Чего бы я теперь тебе не простила, Иосиф? Знаешь что? Я буду тебе, если хочешь, писать каждый день, каждый час. Напишу десять, двадцать, сто писем. А ты отвечай мне на одно из десяти. Обижаться не стану. Ответь мне, Иосиф, ответь. Ну совсем коротко. Две строчки напиши. Хотя бы огрызком карандаша. Все равно твою руку узнаю.
Не стану скрывать, Иосиф, когда я получаю от тебя письмо, я вовсе не спешу его вскрыть. Пусть полежит тихонечко на моей ладони. Оно пришло издалека. Пусть отдохнет. И мне спешить ни к чему. Достаточно того, что письмо дошло. Вот, проклеенное, проштемпелеванное, оно у меня. А впрочем, зачем мне от тебя таиться? Открою тебе всю правду. Знаешь, почему я не спешу заглянуть в твое письмо? Даты боюсь. Дурная привычка у тебя помечать письма датой. Не надо, Иосиф! Это было хорошо когда-то, давно. Когда идет война, это никуда не годится. Письмо шло три недели, письмо шло месяц… целый месяц! А теперь и вовсе… Нет и нет… Отзовись, Иосиф! Почему ты молчишь? Ты ведь меня любил когда-то, помнишь, тогда не было войны. Некоторым везет. Наша Хава, например, получает письма от Залмена так регулярно, будто он уехал в обыкновенную командировку. Тете Малке тоже все три сына пишут. А вот ты, Иосиф… Ох, как долго нет писем от Иосифа…
Ночь прошла. Редакция наполняется шумом. Сотрудники, все как один, прежде всего спешат ко мне. Я сообщаю им то, что вычитала из ночных телеграмм.
Я задержалась на работе. В окно смотрит день, летний день, без малейшего ветерка, без облачка, которое затмило бы его сияние. В городе, куда забросила меня судьба, времена года не терпят соперничества. Каждое из них приходит в свое время и, зрелое, утверждает себя будто навеки. Зимой на кронах деревьев и на крышах домов лежал снег, земля была скована льдом. А в начале марта над городом всплыло солнце и с проворством знающего свое дело мастера в два счета положило конец зиме.
А нынче лето. Небо голубое, высокое и далекое. Солнце сидит в нем крепко — большое, круглое, уверенное в себе. У края неба, как волны, плещутся голубовато-серебристые горы. Оттуда текут арыки. Там таинственно и ясно, как в восточной сказке. Сегодня меня что-то не тянет домой. Знаю, что никого не застану. В школе каникулы. Хава работает в пионерском лагере. Дети с ней. Тетя Малка тоже на работе. Я иду не спеша между ровными рядами тополей, которые тянутся по обе стороны улицы и отбрасывают от себя узкие тени. Какой покой вокруг! И прохлада, под которой угадывается наступающий знойный день.

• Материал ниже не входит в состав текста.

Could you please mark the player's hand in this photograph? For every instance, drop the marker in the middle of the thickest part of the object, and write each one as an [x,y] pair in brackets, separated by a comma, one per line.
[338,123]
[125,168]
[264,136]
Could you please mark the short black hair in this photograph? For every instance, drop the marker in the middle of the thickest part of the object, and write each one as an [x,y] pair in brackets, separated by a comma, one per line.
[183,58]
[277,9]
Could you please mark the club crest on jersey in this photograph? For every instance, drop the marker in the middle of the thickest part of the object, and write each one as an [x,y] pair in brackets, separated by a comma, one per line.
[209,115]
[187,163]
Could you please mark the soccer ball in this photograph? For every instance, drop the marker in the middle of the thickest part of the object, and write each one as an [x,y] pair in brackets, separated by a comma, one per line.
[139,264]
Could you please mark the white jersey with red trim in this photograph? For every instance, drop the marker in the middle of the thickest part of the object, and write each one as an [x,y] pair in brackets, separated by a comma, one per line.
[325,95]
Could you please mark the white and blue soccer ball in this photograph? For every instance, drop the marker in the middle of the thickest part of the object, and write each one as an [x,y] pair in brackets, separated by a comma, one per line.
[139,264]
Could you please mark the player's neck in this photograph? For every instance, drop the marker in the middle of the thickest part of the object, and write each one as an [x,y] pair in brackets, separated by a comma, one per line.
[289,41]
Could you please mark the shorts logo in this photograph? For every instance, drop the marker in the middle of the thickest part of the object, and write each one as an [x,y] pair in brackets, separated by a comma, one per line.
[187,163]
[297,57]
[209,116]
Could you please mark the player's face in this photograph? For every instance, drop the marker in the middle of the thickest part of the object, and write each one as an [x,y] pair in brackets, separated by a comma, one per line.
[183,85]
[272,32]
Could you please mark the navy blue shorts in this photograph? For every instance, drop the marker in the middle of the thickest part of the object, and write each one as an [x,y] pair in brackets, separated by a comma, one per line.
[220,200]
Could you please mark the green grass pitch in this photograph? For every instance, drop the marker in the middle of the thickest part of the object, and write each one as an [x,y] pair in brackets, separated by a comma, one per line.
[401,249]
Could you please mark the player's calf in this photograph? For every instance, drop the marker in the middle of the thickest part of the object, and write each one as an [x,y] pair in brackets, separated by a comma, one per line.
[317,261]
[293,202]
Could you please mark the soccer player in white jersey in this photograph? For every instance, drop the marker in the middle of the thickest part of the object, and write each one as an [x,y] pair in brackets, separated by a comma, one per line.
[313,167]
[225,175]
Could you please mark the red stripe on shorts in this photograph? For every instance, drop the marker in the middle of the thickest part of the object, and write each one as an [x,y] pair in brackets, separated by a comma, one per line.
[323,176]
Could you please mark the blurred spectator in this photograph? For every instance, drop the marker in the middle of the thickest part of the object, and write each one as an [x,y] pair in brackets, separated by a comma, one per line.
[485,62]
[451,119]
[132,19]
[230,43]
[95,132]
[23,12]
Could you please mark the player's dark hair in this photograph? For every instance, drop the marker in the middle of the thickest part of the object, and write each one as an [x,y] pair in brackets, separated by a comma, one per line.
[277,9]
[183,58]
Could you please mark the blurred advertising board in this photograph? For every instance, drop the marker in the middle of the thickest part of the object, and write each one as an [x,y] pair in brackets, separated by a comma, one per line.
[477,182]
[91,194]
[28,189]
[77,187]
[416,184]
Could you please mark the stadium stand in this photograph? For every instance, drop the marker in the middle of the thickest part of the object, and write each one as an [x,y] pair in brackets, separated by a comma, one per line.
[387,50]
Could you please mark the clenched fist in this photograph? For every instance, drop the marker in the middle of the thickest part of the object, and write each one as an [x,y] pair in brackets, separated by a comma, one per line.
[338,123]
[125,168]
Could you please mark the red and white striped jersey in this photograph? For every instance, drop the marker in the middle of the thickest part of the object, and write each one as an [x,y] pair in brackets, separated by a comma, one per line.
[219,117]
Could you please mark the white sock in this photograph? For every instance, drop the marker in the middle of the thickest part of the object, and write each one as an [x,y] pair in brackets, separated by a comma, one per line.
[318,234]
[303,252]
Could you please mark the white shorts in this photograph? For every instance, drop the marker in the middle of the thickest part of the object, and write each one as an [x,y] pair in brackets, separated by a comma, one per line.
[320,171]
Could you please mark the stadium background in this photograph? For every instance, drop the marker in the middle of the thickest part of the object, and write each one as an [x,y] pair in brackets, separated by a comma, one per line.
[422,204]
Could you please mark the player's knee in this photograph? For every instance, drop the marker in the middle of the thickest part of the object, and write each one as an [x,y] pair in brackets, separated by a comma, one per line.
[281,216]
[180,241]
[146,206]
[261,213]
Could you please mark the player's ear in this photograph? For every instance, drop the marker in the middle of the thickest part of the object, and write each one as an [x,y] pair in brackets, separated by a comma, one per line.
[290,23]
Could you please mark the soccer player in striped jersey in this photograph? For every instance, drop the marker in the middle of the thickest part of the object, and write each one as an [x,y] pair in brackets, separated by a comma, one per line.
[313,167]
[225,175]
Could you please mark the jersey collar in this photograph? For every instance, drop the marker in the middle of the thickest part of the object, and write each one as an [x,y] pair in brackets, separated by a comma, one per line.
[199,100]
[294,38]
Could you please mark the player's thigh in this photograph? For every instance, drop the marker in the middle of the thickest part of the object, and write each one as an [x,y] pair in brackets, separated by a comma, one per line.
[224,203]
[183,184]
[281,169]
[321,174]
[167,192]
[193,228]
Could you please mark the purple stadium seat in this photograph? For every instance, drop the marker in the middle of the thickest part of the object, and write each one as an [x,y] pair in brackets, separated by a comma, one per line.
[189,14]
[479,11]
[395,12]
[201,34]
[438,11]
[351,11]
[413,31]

Иду не спеша. Но стоит в пределах видимости возникнуть нашему дому, как я ускоряю шаг. А затем уже против воли бегу, гонимая смутной тревогой. Каждый день так. Только у самой калитки мне удается взять себя в руки. «Сумасшедшая! — ругаю я себя, отдышавшись. — Безумие, да и только!» Спокойно отворяю калитку.
Что это? В открытом окне я увидела несколько спин. Нет, не несколько. Комната наша полна людей. Почему же в ней так тихо? Рывком отворяю входную дверь. В коридоре, прямо под электрической лампочкой, источающей болезненный желтый свет, стоит тетя Малка, прижавшись лбом к стене. Самая молодая наша соседка обнимает ее за плечи. Соседка метнула на меня взгляд и, не отпуская тетю Малку, увела ее к себе. Тут же мне навстречу выскочила Баеле:
— Мама, дядю Залмена убили!
Перед глазами пляшут двери. В одну из них мне надлежит войти и увидеть Хаву. Новую, незнакомую… Вхожу и вижу: белое лицо, словно присыпанное мукой. Остановившиеся, огромные глаза. Ни я, ни кто-либо другой для них не существует. Но они смотрят. Они видят что-то такое, чего никому из нас видеть не дано. Рядом с Хавой на деревянных нарах сидит испуганная, растрепанная Майка.
Я подошла поближе, неловко поцеловала Хаву в лоб. Обняла Майку, и она потянулась ко мне всем своим худеньким телом, но тут же оглянулась на мать и осталась сидеть подле.
До чего я лишняя сегодня в этой комнате… Я делаю то, что принято делать в таких случаях, — глажу Хавины холодные руки, поправляю ей волосы, обнимаю ее и испытываю при этом мучительный стыд. Совсем не это нужно. Но что же, что? Наконец я потихоньку отступаю к двери, затворяю ее за собой. Мелькнуло: «В таких случаях принято дверь оставлять открытой. Да, но это, когда в доме покойник… — И досадливо: — Какой такой случай? Принято — не принято…»
Тетя Малка, господи, да я о ней совсем забыла, снова стоит в коридоре, прижавшись лбом к стене, и дрожит мелкой дрожью.